# Cost Function

##### Updated: December 1, 2020

The measurement of accuracy of a hypothesis function. The accuracy is given as an average difference of all the results of the hypothesis from the inputs (\(x\)’s) to the outputs (\(y\)’s).

\begin{equation} J(\Theta_{0},\Theta_{1})=\frac{1}{2m}\sum_{i=1}^{m}(h_{\Theta}(x_{i}) - y_{i})^{2} \end{equation}

where \(m\) is the number of inputs (e.g. training examples)

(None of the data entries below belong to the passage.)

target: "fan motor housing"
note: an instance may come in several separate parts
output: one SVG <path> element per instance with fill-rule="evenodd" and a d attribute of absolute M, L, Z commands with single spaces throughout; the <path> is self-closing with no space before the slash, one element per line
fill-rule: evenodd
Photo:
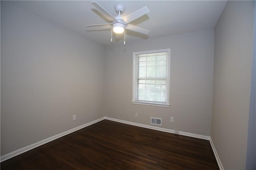
<path fill-rule="evenodd" d="M 115 10 L 118 13 L 119 13 L 119 11 L 120 13 L 122 13 L 124 11 L 124 6 L 121 4 L 118 4 L 115 6 Z"/>

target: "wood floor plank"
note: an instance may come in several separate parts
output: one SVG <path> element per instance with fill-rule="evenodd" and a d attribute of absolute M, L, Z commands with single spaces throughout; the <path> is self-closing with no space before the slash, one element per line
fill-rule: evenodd
<path fill-rule="evenodd" d="M 1 170 L 218 169 L 209 141 L 104 120 L 1 163 Z"/>

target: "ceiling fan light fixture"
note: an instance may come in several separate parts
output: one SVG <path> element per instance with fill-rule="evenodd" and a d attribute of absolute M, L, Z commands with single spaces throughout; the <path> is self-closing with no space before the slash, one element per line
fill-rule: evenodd
<path fill-rule="evenodd" d="M 113 31 L 115 33 L 121 34 L 124 31 L 124 25 L 120 22 L 116 22 L 113 24 Z"/>

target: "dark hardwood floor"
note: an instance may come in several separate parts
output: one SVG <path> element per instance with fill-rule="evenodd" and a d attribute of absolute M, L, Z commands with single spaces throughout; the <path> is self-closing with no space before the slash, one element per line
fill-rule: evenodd
<path fill-rule="evenodd" d="M 1 163 L 4 170 L 218 169 L 206 140 L 104 120 Z"/>

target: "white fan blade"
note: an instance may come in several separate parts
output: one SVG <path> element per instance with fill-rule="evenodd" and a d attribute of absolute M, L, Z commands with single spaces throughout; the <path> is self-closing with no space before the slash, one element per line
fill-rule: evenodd
<path fill-rule="evenodd" d="M 138 18 L 141 16 L 144 16 L 150 12 L 150 10 L 146 6 L 144 6 L 142 8 L 135 11 L 122 18 L 121 21 L 123 22 L 124 25 L 131 22 L 132 21 Z"/>
<path fill-rule="evenodd" d="M 91 2 L 91 3 L 100 11 L 102 13 L 105 15 L 108 20 L 112 22 L 118 21 L 114 16 L 112 16 L 112 15 L 106 11 L 105 9 L 103 8 L 99 4 L 96 2 Z"/>
<path fill-rule="evenodd" d="M 85 26 L 87 27 L 97 27 L 97 26 L 111 26 L 112 24 L 113 24 L 112 23 L 102 24 L 88 25 L 87 26 Z"/>
<path fill-rule="evenodd" d="M 125 29 L 126 30 L 130 30 L 131 31 L 135 31 L 144 34 L 147 34 L 149 33 L 149 31 L 142 28 L 136 26 L 133 26 L 131 24 L 127 24 L 125 26 Z"/>

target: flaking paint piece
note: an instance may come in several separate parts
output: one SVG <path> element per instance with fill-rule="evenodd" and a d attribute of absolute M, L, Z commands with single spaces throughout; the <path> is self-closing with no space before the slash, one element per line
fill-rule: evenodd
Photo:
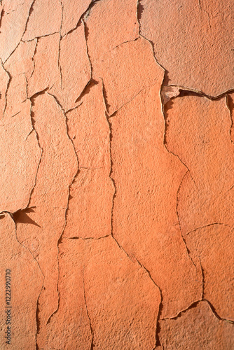
<path fill-rule="evenodd" d="M 20 244 L 15 233 L 15 225 L 11 215 L 2 213 L 0 217 L 1 246 L 0 282 L 6 286 L 11 277 L 11 307 L 6 307 L 6 295 L 1 293 L 1 349 L 10 346 L 13 350 L 36 347 L 37 324 L 36 319 L 37 298 L 43 285 L 43 275 L 29 251 Z M 8 312 L 8 314 L 6 313 Z M 7 315 L 11 320 L 11 345 L 6 344 Z"/>
<path fill-rule="evenodd" d="M 212 97 L 233 89 L 232 0 L 139 4 L 140 33 L 153 42 L 167 83 Z"/>
<path fill-rule="evenodd" d="M 113 183 L 104 169 L 81 169 L 70 189 L 65 237 L 99 238 L 111 233 Z"/>
<path fill-rule="evenodd" d="M 219 320 L 205 301 L 194 304 L 174 319 L 160 322 L 159 339 L 167 350 L 233 349 L 233 325 Z"/>

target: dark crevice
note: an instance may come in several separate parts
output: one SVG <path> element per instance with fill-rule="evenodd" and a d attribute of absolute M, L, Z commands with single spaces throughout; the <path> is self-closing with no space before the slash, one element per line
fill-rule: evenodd
<path fill-rule="evenodd" d="M 83 271 L 83 298 L 85 301 L 85 309 L 86 309 L 86 314 L 89 320 L 89 324 L 90 324 L 90 332 L 91 332 L 91 344 L 90 344 L 90 350 L 93 350 L 93 348 L 95 346 L 94 344 L 94 331 L 92 327 L 92 323 L 91 323 L 91 318 L 88 312 L 88 306 L 87 306 L 87 300 L 86 300 L 86 294 L 85 294 L 85 279 L 84 279 L 84 271 Z"/>

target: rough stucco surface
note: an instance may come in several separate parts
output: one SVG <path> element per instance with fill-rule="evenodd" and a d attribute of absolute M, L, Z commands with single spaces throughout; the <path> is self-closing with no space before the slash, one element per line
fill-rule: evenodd
<path fill-rule="evenodd" d="M 232 1 L 0 13 L 1 349 L 234 348 Z"/>

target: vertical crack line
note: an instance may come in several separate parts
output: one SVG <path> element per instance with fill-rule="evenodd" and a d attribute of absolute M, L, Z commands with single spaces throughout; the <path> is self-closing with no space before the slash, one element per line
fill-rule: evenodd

This function is also known as the `squared error function`

or `mean squared error`

. The \(\frac{1}{2}\) is a convenience for the cancellation of the 2 which will be present due to the squared term being derived (see gradient descent).

The basic idea of the `cost function`

is to choose a \(\Theta_{0}\) and \(\Theta_{1}\) such that the \(h_{\Theta}(x)\) is as close to \(y\), as possible, for our training examples \((x,y)\).

In an ideal world, the `cost function`

would have a value of 0 (i.e. \(J(\Theta_{0},\Theta_{1}) = 0\)), which would imply we have a straight line which passes through each of our data points and that we can, with perfect accuracy, predict any new data point which may come into our set.